Cell coverage can be fickle. You might get great reception at home but spotty coverage at work or at the gym even though other carriers work fine. And even if your carrier has your entire city pretty well covered, all bets are off when you travel. Sure you can roam on other networks, but your carrier will prioritize its own cell towers, even if there are better ones nearby. And those roaming fees can sure add up quick. It would be nice to be able to switch carriers on the fly, picking whichever one happens to have the best service in your exact location at any given time. Today that would mean carrying around multiple SIM cards, each with a different phone number. But in the near future, your phone may be able to switch between carriers without you having to swap out cards or phone numbers—even if you're in the middle of a call.

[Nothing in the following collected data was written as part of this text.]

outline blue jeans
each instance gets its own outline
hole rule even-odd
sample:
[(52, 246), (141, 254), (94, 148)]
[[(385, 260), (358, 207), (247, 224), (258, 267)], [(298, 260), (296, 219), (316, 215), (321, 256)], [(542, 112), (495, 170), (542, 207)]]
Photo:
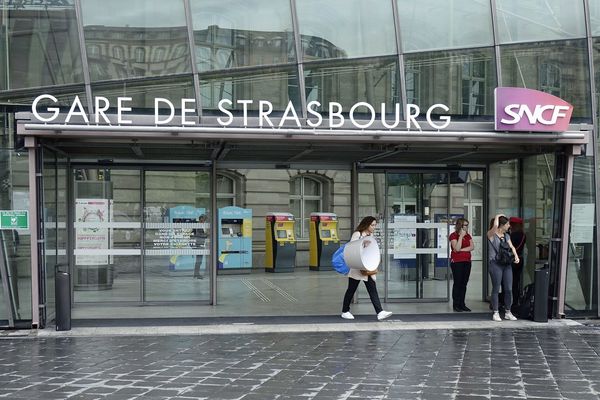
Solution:
[(504, 308), (510, 311), (512, 306), (512, 266), (510, 264), (500, 265), (490, 260), (488, 267), (492, 278), (492, 309), (498, 311), (498, 293), (502, 286), (504, 288)]

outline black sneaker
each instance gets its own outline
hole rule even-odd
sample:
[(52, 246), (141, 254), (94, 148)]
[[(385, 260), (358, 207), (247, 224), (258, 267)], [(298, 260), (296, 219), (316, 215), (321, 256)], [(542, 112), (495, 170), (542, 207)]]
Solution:
[(470, 309), (469, 307), (465, 306), (465, 305), (462, 305), (462, 306), (460, 306), (460, 308), (461, 308), (463, 311), (466, 311), (466, 312), (471, 312), (471, 309)]
[(452, 309), (456, 312), (463, 312), (463, 309), (460, 308), (459, 306), (452, 306)]

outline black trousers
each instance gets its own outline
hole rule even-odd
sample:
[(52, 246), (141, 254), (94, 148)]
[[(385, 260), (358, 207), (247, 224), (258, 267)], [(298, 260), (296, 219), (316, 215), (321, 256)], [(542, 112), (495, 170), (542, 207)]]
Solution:
[[(346, 294), (344, 295), (344, 305), (342, 306), (342, 312), (350, 311), (350, 302), (352, 301), (352, 297), (354, 297), (354, 293), (358, 288), (358, 284), (361, 281), (348, 278), (348, 289), (346, 289)], [(367, 287), (367, 292), (369, 292), (369, 297), (371, 298), (371, 303), (373, 303), (373, 308), (375, 308), (375, 312), (379, 314), (383, 311), (381, 308), (381, 302), (379, 301), (379, 294), (377, 293), (377, 285), (373, 278), (369, 276), (369, 279), (363, 281), (365, 286)]]
[(461, 307), (465, 305), (465, 296), (467, 294), (467, 283), (471, 276), (471, 261), (461, 261), (450, 263), (452, 268), (452, 305)]

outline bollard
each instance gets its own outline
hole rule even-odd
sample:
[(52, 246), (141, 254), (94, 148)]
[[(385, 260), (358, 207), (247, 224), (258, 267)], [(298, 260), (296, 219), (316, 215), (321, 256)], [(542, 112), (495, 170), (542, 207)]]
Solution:
[(550, 268), (544, 264), (542, 268), (535, 270), (534, 275), (534, 303), (533, 320), (536, 322), (548, 322), (548, 285), (550, 283)]
[(54, 294), (56, 301), (56, 330), (71, 330), (71, 275), (54, 267)]

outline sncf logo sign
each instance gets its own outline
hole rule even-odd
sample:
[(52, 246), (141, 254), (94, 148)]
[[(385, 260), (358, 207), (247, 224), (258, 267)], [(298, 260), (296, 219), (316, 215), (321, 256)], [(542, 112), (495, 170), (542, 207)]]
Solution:
[(494, 90), (497, 131), (564, 132), (573, 106), (538, 90), (499, 87)]

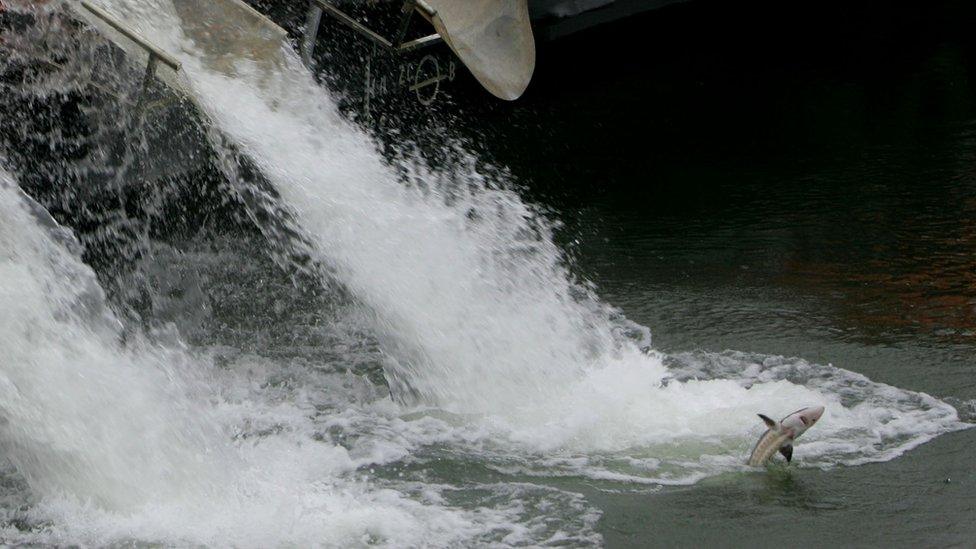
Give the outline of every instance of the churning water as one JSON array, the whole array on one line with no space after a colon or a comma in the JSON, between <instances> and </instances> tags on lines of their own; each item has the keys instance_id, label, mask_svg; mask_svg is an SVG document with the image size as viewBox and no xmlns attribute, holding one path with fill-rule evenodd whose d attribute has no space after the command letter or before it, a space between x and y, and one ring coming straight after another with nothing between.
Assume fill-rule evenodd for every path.
<instances>
[{"instance_id":1,"label":"churning water","mask_svg":"<svg viewBox=\"0 0 976 549\"><path fill-rule=\"evenodd\" d=\"M890 460L965 426L829 365L654 351L508 182L473 159L450 176L391 165L292 51L219 51L176 3L100 2L179 57L213 147L229 141L272 185L322 284L351 296L339 321L378 342L384 380L124 326L70 231L0 173L7 540L592 544L599 511L539 477L743 470L755 413L805 405L827 412L804 467ZM442 458L488 473L441 482L425 467Z\"/></svg>"}]
</instances>

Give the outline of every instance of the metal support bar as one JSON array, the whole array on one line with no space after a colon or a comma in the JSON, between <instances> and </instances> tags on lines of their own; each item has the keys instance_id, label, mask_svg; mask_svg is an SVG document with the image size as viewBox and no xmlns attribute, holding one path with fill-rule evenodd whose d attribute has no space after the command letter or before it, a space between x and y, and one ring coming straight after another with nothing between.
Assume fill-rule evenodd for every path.
<instances>
[{"instance_id":1,"label":"metal support bar","mask_svg":"<svg viewBox=\"0 0 976 549\"><path fill-rule=\"evenodd\" d=\"M393 41L398 48L407 37L407 31L410 29L410 19L414 9L416 9L416 4L413 0L405 0L403 2L403 7L400 9L400 30L397 31L396 40Z\"/></svg>"},{"instance_id":2,"label":"metal support bar","mask_svg":"<svg viewBox=\"0 0 976 549\"><path fill-rule=\"evenodd\" d=\"M376 34L375 32L369 30L368 28L363 26L359 21L356 21L352 17L346 15L346 12L340 10L339 8L333 6L332 4L326 2L325 0L312 0L312 1L318 4L323 10L329 12L329 15L338 19L339 22L342 23L343 25L346 25L352 30L372 40L374 44L382 46L387 51L394 51L392 42Z\"/></svg>"},{"instance_id":3,"label":"metal support bar","mask_svg":"<svg viewBox=\"0 0 976 549\"><path fill-rule=\"evenodd\" d=\"M156 78L156 63L159 58L156 54L149 53L149 62L146 63L146 75L142 78L142 89L139 90L139 98L136 99L135 113L137 116L142 115L142 107L145 105L146 98L149 95L149 88L153 85L153 80Z\"/></svg>"},{"instance_id":4,"label":"metal support bar","mask_svg":"<svg viewBox=\"0 0 976 549\"><path fill-rule=\"evenodd\" d=\"M149 62L146 63L146 75L142 78L142 88L139 90L139 97L136 98L136 106L133 109L140 125L142 124L143 107L145 107L146 99L149 97L149 89L152 87L153 80L156 78L157 60L156 55L150 52Z\"/></svg>"},{"instance_id":5,"label":"metal support bar","mask_svg":"<svg viewBox=\"0 0 976 549\"><path fill-rule=\"evenodd\" d=\"M154 68L154 70L156 66L154 58L158 59L159 61L162 61L163 64L167 65L169 68L173 69L174 71L180 70L180 62L177 61L175 57L156 47L155 44L143 38L142 35L127 27L124 23L122 23L121 21L113 17L107 11L103 10L98 6L88 3L87 0L81 0L81 5L86 10L91 12L92 15L98 17L99 19L107 23L108 26L112 27L113 29L121 33L123 36L128 38L129 40L135 42L140 48L146 50L146 52L149 53L149 63Z\"/></svg>"},{"instance_id":6,"label":"metal support bar","mask_svg":"<svg viewBox=\"0 0 976 549\"><path fill-rule=\"evenodd\" d=\"M305 36L302 38L302 63L312 68L312 53L315 51L315 39L319 35L319 24L322 22L322 8L314 1L309 3L308 15L305 17Z\"/></svg>"},{"instance_id":7,"label":"metal support bar","mask_svg":"<svg viewBox=\"0 0 976 549\"><path fill-rule=\"evenodd\" d=\"M305 21L305 36L302 41L302 60L305 61L307 66L311 65L312 51L315 49L315 37L318 34L318 24L323 11L335 17L343 25L366 37L374 45L381 47L388 53L406 53L430 46L432 44L437 44L441 41L441 37L439 35L431 34L429 36L403 42L403 39L406 37L407 27L410 24L410 15L414 11L424 14L425 17L433 17L437 14L437 12L431 9L431 7L428 6L423 0L406 0L404 2L403 17L400 20L400 30L397 34L395 43L390 42L386 38L383 38L379 34L366 28L366 26L364 26L362 23L356 21L346 12L333 6L326 0L311 0L311 4L312 8L309 10Z\"/></svg>"},{"instance_id":8,"label":"metal support bar","mask_svg":"<svg viewBox=\"0 0 976 549\"><path fill-rule=\"evenodd\" d=\"M437 16L437 10L430 7L425 0L413 0L414 5L417 6L417 11L427 19L433 19Z\"/></svg>"},{"instance_id":9,"label":"metal support bar","mask_svg":"<svg viewBox=\"0 0 976 549\"><path fill-rule=\"evenodd\" d=\"M376 46L373 46L373 49L375 50ZM376 52L374 51L373 56L375 55ZM366 58L366 96L363 98L363 114L366 115L366 118L370 117L370 98L373 96L373 56Z\"/></svg>"},{"instance_id":10,"label":"metal support bar","mask_svg":"<svg viewBox=\"0 0 976 549\"><path fill-rule=\"evenodd\" d=\"M142 93L145 94L152 86L153 78L156 76L156 62L159 60L155 54L149 54L149 62L146 63L146 76L142 79Z\"/></svg>"},{"instance_id":11,"label":"metal support bar","mask_svg":"<svg viewBox=\"0 0 976 549\"><path fill-rule=\"evenodd\" d=\"M406 53L408 51L419 50L420 48L425 48L433 44L439 44L441 43L441 41L442 41L441 35L430 34L422 38L417 38L416 40L411 40L409 42L404 42L400 44L400 47L397 48L397 51L400 53Z\"/></svg>"}]
</instances>

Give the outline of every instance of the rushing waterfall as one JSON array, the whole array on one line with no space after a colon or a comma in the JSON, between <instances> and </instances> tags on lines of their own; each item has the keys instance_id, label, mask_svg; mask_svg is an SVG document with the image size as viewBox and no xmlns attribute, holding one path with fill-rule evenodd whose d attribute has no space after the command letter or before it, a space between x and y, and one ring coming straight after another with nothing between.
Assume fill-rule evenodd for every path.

Today, Google is alone in offering its own cross-carrier wireless service, but it probably won't be for long.
Two year contracts are becoming a thing of the past, thanks in large part to carriers like T-Mobile and to new financing schemes from Apple. But it's still a bit of a pain to switch. You still have to have to sign up for a new service, have your number ported over and get a new SIM card. And even if your phone is unlocked, there's still a chance it won't work on the carrier of your choosing if it wasn't designed to handle both the GSM networks used by AT&T and T-Mobile and the CDMA networks used by Sprint and Verizon. But that's starting to change. If you want a preview of the future, a future that started become clear in 2015, take a look at Google's Project Fi.
Project Fi, which is still invite-only, is a wireless service that rides on both T-Mobile and Sprint's networks, depending on which one has the strongest signal. If local WiFi is available, it will switch to that network, and even route calls over it. Instead of paying a monthly fee to both T-Mobile and Sprint, customers pay Google a lump fee, and Google handles paying out the carriers.

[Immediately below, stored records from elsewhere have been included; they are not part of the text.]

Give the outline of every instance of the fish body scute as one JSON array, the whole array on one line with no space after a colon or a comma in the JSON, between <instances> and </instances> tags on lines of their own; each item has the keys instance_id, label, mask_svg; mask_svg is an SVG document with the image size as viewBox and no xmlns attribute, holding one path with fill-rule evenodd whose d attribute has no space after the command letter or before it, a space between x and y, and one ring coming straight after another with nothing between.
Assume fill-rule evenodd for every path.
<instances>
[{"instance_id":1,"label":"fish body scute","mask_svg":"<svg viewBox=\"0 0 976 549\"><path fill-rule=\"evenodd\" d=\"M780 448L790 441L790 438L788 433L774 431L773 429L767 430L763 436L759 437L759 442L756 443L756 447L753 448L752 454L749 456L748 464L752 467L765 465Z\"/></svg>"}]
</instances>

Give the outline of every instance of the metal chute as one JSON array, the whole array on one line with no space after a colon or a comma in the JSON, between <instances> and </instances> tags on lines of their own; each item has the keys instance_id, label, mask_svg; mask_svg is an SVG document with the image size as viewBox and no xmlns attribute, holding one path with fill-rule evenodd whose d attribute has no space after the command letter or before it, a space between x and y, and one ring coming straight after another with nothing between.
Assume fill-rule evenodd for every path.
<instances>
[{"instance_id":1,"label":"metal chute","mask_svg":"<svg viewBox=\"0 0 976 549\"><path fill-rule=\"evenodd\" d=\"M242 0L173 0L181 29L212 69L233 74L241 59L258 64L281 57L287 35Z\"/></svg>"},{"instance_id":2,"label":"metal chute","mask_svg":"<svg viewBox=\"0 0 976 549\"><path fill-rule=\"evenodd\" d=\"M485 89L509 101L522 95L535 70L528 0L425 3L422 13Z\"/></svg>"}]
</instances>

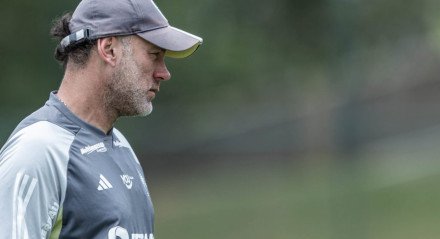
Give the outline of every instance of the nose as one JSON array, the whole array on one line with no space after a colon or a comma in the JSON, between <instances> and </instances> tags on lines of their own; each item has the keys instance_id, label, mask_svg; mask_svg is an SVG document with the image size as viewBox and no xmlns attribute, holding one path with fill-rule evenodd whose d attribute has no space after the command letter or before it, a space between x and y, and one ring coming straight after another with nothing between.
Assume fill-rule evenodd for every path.
<instances>
[{"instance_id":1,"label":"nose","mask_svg":"<svg viewBox=\"0 0 440 239\"><path fill-rule=\"evenodd\" d=\"M168 68L165 64L165 61L162 61L156 68L153 77L157 80L167 81L171 79L171 73L168 71Z\"/></svg>"}]
</instances>

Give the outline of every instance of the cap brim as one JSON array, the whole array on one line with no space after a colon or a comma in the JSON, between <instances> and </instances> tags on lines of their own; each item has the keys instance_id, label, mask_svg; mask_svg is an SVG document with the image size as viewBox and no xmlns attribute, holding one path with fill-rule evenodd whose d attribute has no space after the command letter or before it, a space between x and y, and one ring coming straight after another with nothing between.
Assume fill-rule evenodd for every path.
<instances>
[{"instance_id":1,"label":"cap brim","mask_svg":"<svg viewBox=\"0 0 440 239\"><path fill-rule=\"evenodd\" d=\"M187 57L203 43L201 37L172 26L137 33L137 35L165 49L165 56L172 58Z\"/></svg>"}]
</instances>

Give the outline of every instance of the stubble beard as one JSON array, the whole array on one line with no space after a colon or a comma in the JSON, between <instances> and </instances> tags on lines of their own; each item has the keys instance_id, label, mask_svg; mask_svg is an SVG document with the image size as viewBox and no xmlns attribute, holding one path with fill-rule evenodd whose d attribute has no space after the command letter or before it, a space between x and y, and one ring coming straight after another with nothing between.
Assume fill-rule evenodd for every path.
<instances>
[{"instance_id":1,"label":"stubble beard","mask_svg":"<svg viewBox=\"0 0 440 239\"><path fill-rule=\"evenodd\" d=\"M107 108L116 111L118 117L147 116L153 111L145 90L139 87L140 69L132 57L131 47L124 47L121 64L109 79L105 94Z\"/></svg>"}]
</instances>

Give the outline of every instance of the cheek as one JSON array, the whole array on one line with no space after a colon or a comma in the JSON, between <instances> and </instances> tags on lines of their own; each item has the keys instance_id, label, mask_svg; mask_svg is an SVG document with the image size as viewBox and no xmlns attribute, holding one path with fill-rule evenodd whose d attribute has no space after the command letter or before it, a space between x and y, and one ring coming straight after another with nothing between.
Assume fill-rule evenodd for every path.
<instances>
[{"instance_id":1,"label":"cheek","mask_svg":"<svg viewBox=\"0 0 440 239\"><path fill-rule=\"evenodd\" d=\"M139 86L151 87L154 84L154 63L148 56L134 56L132 58L133 67L136 68L136 75L139 79L137 82Z\"/></svg>"},{"instance_id":2,"label":"cheek","mask_svg":"<svg viewBox=\"0 0 440 239\"><path fill-rule=\"evenodd\" d=\"M139 64L138 69L140 74L142 75L142 80L152 81L154 68L151 64Z\"/></svg>"}]
</instances>

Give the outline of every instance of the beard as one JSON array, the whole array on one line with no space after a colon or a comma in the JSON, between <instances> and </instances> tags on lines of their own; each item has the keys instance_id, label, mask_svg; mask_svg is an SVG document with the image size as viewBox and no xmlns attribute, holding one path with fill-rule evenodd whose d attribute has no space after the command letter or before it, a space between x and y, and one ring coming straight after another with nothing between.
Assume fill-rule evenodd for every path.
<instances>
[{"instance_id":1,"label":"beard","mask_svg":"<svg viewBox=\"0 0 440 239\"><path fill-rule=\"evenodd\" d=\"M153 104L141 87L141 67L132 57L130 46L124 48L121 64L111 75L105 91L108 110L115 110L117 116L147 116L153 111Z\"/></svg>"}]
</instances>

The magic behind Google-Fi is a new type of SIM card created by a German company called G&D, or Giesecke & Devrient. SIM (short for "subscriber identification module") cards are essentially tiny computers that handle the complexities of authenticating your phone whenever you switch between different cell towers. Typically, these have been built to handle authentication on one and only one carrier's towers, but G&D's SIM cards allow Google to handle authentication across multiple carriers, including both GSM and CDMA networks. That enables Google's phones to seek out which ever carrier happens to offer the best signal at any given moment.
This is a complicated process, and the kinks haven't all been sorted out, which is probably why reviews of Project Fi have been so mixed. Plus, Project Fi is still only available to a small group of people. Google only has two networks on board, and it's possible that neither one would be game for a wider roll-out of the service (to say nothing of the conspicuous absence of AT&T and Verizon). And though it can move your call from a cellular network to WiFi if the signal is better, it can't reverse that process and transfer your WiFi call to a cellular network.
Most tellingly, Project Fi is only fully supported on Google's Nexus phones. The company did just announce support for a few tablets, including certain iPads and Samsung devices, but Project Fi will only provide data, not voice service, to these gadgets, and it will only work on T-Mobile's network, not Sprint.